Zénith An II, non, ça n'a pas été filmé. On n'avait pas les moyens ce jour là. La Gare de Troyes, ça a été filmé par un amateur, ça-peut être diffusé comme document. On va sortir d'ailleurs le nouveau collector - cadeau pour l'adhésion au fan club qui sera normalement envoyé mi-janvier - qui s'appellera Archive, mais ce sont des archives de la nouvelle génération, ce ne sont pas des archives de l'ancienne parce que pour l'instant je n'en ai pas; et puis pour l'ancienne, on a déjà sorti beaucoup de choses, il n'y a plus rien. On continue donc de travailler sur celle-ci, qui est en fait la plus durable. A part le changement de batteur qu'on a eu il y trois/quatre ans, autrement ce sont toujours mêmes. On est en train de voir, on a fait de la recherche un peu sur des trucs, parfois c'est amateur. Il y a aussi les coulisses de Souffleurs de Vers, quant on a travaillé chez moi, où Caroline, avec sa caméra, nous a pris en train de travailler. Il y a aussi les répétitions du show qu'on va faire ce soir, chez Paulette, à Pagney derrière Barine, où on a répété dernièrement, c'est un gars d'Un pied dans la marge qui est venu filmer, mais c'est vraiment le son comme ça, c'est vraiment le document. C'est pour faire plaisir, ce n'est pas de la grande qualité, mais on nous voit discuter.

Que pensez-vous de la sortie du DVD Un Ange Passe, gui se contente de proposer le documentaire diffusé sur France 3 Franche-Comté, sans aucun bonus ?

Il n'y avait pas de bonus dans le sens où ils ne pouvaient pas car il n'y avait rien là-dessus, ou alors il fallait aller à l'INA, et l'INA ça coûte la peau du cul. Il y a un côté nostalgique qui m'emmerde, là-dedans. Le mec a monté le truc pour faire "les deux frères ne s'entendent pas", c'est monté de telle façon que je n'ai pas trouvé ça très intéressant. Le truc play-back qu'il m'a fait faire, je ne sais pas du tout faire ça, j'aurais préféré qu'il mette autre chose...

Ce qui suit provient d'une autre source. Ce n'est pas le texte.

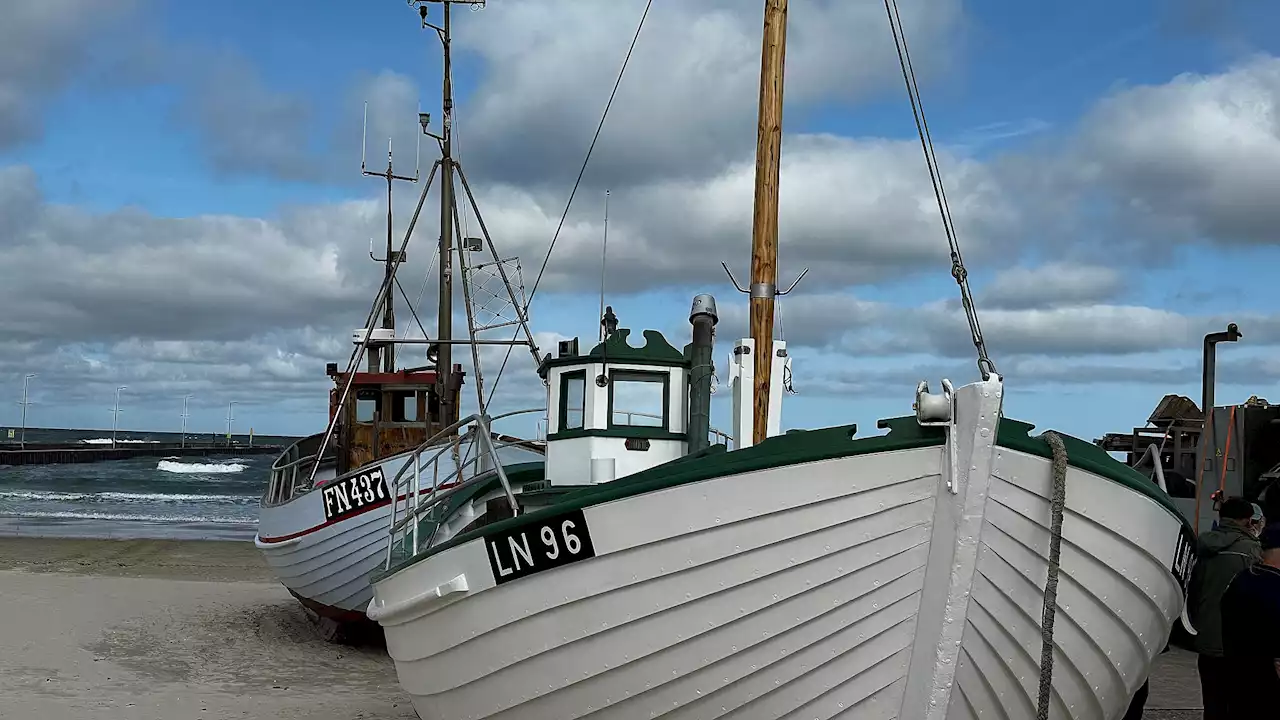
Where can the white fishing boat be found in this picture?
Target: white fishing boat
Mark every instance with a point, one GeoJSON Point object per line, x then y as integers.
{"type": "Point", "coordinates": [323, 518]}
{"type": "Point", "coordinates": [955, 566]}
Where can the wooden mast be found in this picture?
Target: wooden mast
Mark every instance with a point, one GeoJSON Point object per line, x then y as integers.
{"type": "Point", "coordinates": [764, 227]}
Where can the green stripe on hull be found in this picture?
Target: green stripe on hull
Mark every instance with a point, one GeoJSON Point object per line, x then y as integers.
{"type": "Point", "coordinates": [794, 447]}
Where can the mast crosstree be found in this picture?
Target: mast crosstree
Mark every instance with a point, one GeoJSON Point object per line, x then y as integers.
{"type": "Point", "coordinates": [501, 302]}
{"type": "Point", "coordinates": [439, 349]}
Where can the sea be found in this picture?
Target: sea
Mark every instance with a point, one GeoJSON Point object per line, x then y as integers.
{"type": "Point", "coordinates": [205, 497]}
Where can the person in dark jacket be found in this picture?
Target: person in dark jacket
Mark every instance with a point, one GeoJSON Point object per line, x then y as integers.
{"type": "Point", "coordinates": [1220, 555]}
{"type": "Point", "coordinates": [1251, 633]}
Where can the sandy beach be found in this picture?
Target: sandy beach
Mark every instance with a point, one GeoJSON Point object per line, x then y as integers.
{"type": "Point", "coordinates": [197, 629]}
{"type": "Point", "coordinates": [170, 629]}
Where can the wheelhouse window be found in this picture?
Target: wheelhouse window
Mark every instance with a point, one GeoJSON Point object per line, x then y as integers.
{"type": "Point", "coordinates": [638, 400]}
{"type": "Point", "coordinates": [405, 406]}
{"type": "Point", "coordinates": [366, 405]}
{"type": "Point", "coordinates": [572, 400]}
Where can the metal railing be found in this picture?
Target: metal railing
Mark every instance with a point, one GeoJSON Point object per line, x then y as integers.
{"type": "Point", "coordinates": [406, 525]}
{"type": "Point", "coordinates": [721, 436]}
{"type": "Point", "coordinates": [288, 469]}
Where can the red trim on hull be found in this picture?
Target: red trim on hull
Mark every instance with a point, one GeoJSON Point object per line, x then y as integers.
{"type": "Point", "coordinates": [327, 523]}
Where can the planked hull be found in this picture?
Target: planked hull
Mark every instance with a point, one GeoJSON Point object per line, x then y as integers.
{"type": "Point", "coordinates": [850, 587]}
{"type": "Point", "coordinates": [327, 563]}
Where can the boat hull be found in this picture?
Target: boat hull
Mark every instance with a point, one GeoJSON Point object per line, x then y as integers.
{"type": "Point", "coordinates": [849, 587]}
{"type": "Point", "coordinates": [325, 561]}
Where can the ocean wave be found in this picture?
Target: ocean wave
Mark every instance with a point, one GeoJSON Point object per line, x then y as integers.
{"type": "Point", "coordinates": [127, 516]}
{"type": "Point", "coordinates": [126, 497]}
{"type": "Point", "coordinates": [208, 468]}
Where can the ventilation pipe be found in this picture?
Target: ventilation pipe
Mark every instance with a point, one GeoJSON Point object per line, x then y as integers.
{"type": "Point", "coordinates": [1210, 368]}
{"type": "Point", "coordinates": [702, 368]}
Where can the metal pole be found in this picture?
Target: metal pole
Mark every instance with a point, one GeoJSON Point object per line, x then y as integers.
{"type": "Point", "coordinates": [444, 322]}
{"type": "Point", "coordinates": [22, 437]}
{"type": "Point", "coordinates": [115, 414]}
{"type": "Point", "coordinates": [184, 415]}
{"type": "Point", "coordinates": [229, 418]}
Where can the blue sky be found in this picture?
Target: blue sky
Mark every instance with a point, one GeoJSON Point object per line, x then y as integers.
{"type": "Point", "coordinates": [182, 115]}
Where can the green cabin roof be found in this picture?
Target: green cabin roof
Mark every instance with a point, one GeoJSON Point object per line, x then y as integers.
{"type": "Point", "coordinates": [616, 349]}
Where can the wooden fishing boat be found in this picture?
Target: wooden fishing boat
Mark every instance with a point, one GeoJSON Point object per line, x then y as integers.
{"type": "Point", "coordinates": [954, 566]}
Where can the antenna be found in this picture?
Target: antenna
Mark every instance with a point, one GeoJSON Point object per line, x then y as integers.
{"type": "Point", "coordinates": [385, 356]}
{"type": "Point", "coordinates": [604, 250]}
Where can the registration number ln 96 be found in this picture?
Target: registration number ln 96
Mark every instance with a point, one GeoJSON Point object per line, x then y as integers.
{"type": "Point", "coordinates": [551, 542]}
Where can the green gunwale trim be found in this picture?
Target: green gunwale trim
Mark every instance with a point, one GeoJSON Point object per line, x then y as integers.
{"type": "Point", "coordinates": [618, 431]}
{"type": "Point", "coordinates": [516, 473]}
{"type": "Point", "coordinates": [1015, 434]}
{"type": "Point", "coordinates": [810, 446]}
{"type": "Point", "coordinates": [790, 449]}
{"type": "Point", "coordinates": [616, 349]}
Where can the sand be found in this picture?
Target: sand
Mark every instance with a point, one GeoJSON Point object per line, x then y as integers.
{"type": "Point", "coordinates": [170, 629]}
{"type": "Point", "coordinates": [196, 629]}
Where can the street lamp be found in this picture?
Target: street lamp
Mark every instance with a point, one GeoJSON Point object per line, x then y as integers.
{"type": "Point", "coordinates": [229, 418]}
{"type": "Point", "coordinates": [184, 415]}
{"type": "Point", "coordinates": [22, 438]}
{"type": "Point", "coordinates": [115, 414]}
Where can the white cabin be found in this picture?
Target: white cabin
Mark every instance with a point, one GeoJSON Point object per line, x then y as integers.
{"type": "Point", "coordinates": [616, 410]}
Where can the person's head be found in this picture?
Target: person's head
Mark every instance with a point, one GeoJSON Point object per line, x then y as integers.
{"type": "Point", "coordinates": [1270, 540]}
{"type": "Point", "coordinates": [1237, 511]}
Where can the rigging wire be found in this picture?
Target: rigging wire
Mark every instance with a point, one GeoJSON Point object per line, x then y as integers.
{"type": "Point", "coordinates": [604, 256]}
{"type": "Point", "coordinates": [958, 270]}
{"type": "Point", "coordinates": [568, 204]}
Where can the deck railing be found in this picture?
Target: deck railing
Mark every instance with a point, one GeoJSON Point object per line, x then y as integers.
{"type": "Point", "coordinates": [475, 432]}
{"type": "Point", "coordinates": [420, 499]}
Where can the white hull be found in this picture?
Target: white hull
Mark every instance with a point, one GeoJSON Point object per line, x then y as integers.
{"type": "Point", "coordinates": [854, 587]}
{"type": "Point", "coordinates": [327, 564]}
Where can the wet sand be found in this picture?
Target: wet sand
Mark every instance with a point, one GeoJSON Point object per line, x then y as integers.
{"type": "Point", "coordinates": [165, 629]}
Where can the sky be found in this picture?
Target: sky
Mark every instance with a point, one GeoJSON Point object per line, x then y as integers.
{"type": "Point", "coordinates": [182, 209]}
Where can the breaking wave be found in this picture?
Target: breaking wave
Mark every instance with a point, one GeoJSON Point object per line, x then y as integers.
{"type": "Point", "coordinates": [206, 468]}
{"type": "Point", "coordinates": [36, 495]}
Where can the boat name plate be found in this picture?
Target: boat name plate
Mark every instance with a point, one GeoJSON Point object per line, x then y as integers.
{"type": "Point", "coordinates": [551, 542]}
{"type": "Point", "coordinates": [353, 495]}
{"type": "Point", "coordinates": [1184, 557]}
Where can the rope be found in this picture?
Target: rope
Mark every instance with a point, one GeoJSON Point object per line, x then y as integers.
{"type": "Point", "coordinates": [581, 171]}
{"type": "Point", "coordinates": [1055, 548]}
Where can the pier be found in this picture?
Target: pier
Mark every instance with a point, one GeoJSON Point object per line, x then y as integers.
{"type": "Point", "coordinates": [59, 454]}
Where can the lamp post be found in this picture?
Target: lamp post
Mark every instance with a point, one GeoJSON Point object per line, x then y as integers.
{"type": "Point", "coordinates": [22, 437]}
{"type": "Point", "coordinates": [184, 415]}
{"type": "Point", "coordinates": [229, 419]}
{"type": "Point", "coordinates": [115, 414]}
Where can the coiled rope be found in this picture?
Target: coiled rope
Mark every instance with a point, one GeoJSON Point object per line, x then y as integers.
{"type": "Point", "coordinates": [1057, 504]}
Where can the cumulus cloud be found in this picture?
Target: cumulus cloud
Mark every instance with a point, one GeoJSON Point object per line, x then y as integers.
{"type": "Point", "coordinates": [256, 306]}
{"type": "Point", "coordinates": [686, 108]}
{"type": "Point", "coordinates": [1050, 285]}
{"type": "Point", "coordinates": [1188, 160]}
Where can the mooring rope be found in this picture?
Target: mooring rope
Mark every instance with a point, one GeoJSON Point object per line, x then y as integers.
{"type": "Point", "coordinates": [1057, 502]}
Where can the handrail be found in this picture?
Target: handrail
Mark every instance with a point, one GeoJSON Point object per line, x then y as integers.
{"type": "Point", "coordinates": [479, 436]}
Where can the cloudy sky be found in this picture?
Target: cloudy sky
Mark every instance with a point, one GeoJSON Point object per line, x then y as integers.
{"type": "Point", "coordinates": [182, 208]}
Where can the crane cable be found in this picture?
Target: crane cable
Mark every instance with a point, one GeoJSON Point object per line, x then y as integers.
{"type": "Point", "coordinates": [958, 270]}
{"type": "Point", "coordinates": [581, 171]}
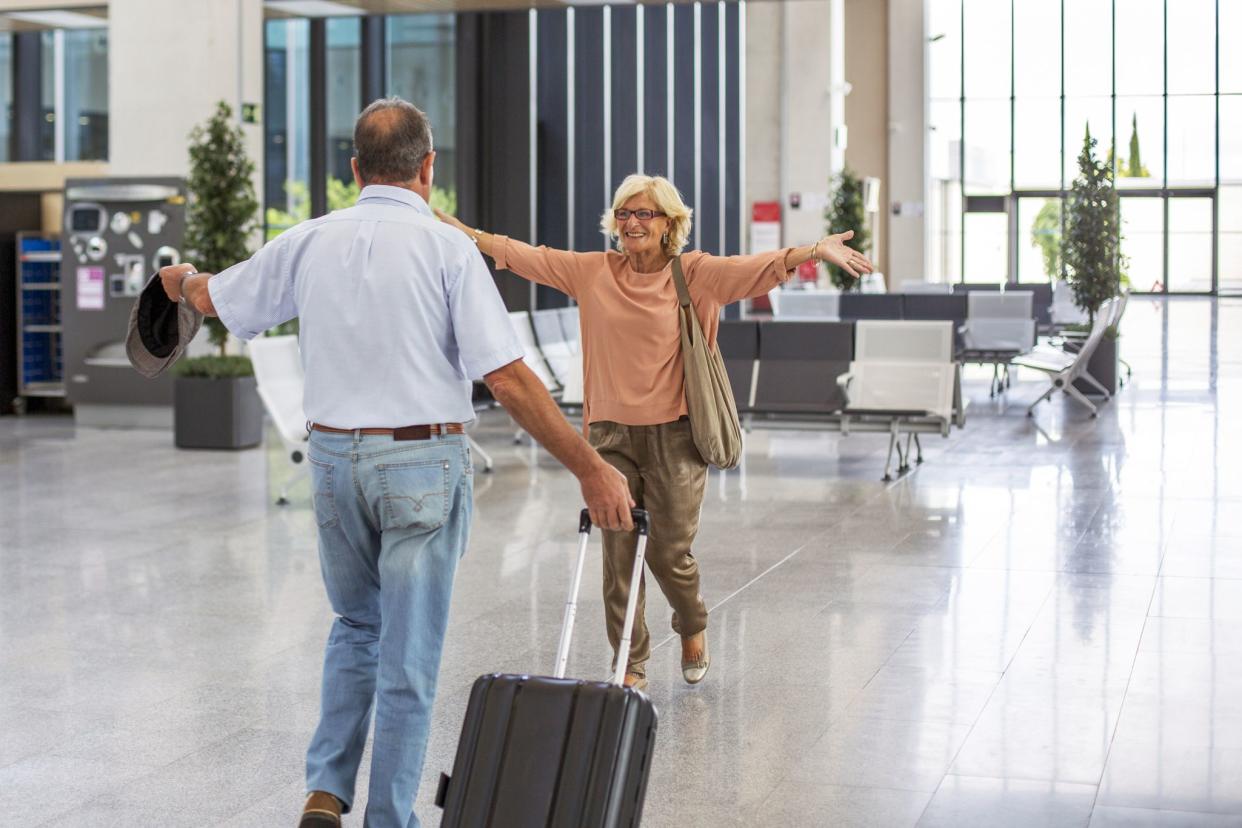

Que pensez-vous de la scène prog française actuelle, et en particulier des groupes gui vous rendent hommage plus au moins directement, Ex Vagus, Motis, Lazuli ou Northwinds ?

C'est bien. C'est bien qu'ils existent et c'est bien qu'ils continuent... Ex Vagus, ce sont des potes, mais Lazuli, c'est un groupe exceptionnel parce qu'il a une originalité que les autres n'ont peut-être pas vraiment. Motis aussi. On a joué avec une fois, et j'ai trouvé que ce mélange de rock médiéval et de musique un peu techno... j'ai bien aimé parce qu'il y a une espèce de volonté de puiser dans plusieurs creusets et de faire des mélanges, comme ça. C'est vrai que ce qu'ils appellent la scène prog, c'est pas évident. Nous, on ne se définit pas comme rock prog. Ange, je pense que c'est un artiste à six têtes ou cinq têtes, suivant les effectifs. Je ne sais pas si c'est du rock prog, on est tombé là dedans à un moment donné où ils ont appelé ça comme ça, mais j'aime pas les étiquettes. des fois, ça a tendance, on appelera ça du prog, mais c'est une chanson, quoi, c'est un titre.

Pour terminer, pouvez-vous nous dire quels sont vos derniers coups de cœur en musique, cinéma et littérature ?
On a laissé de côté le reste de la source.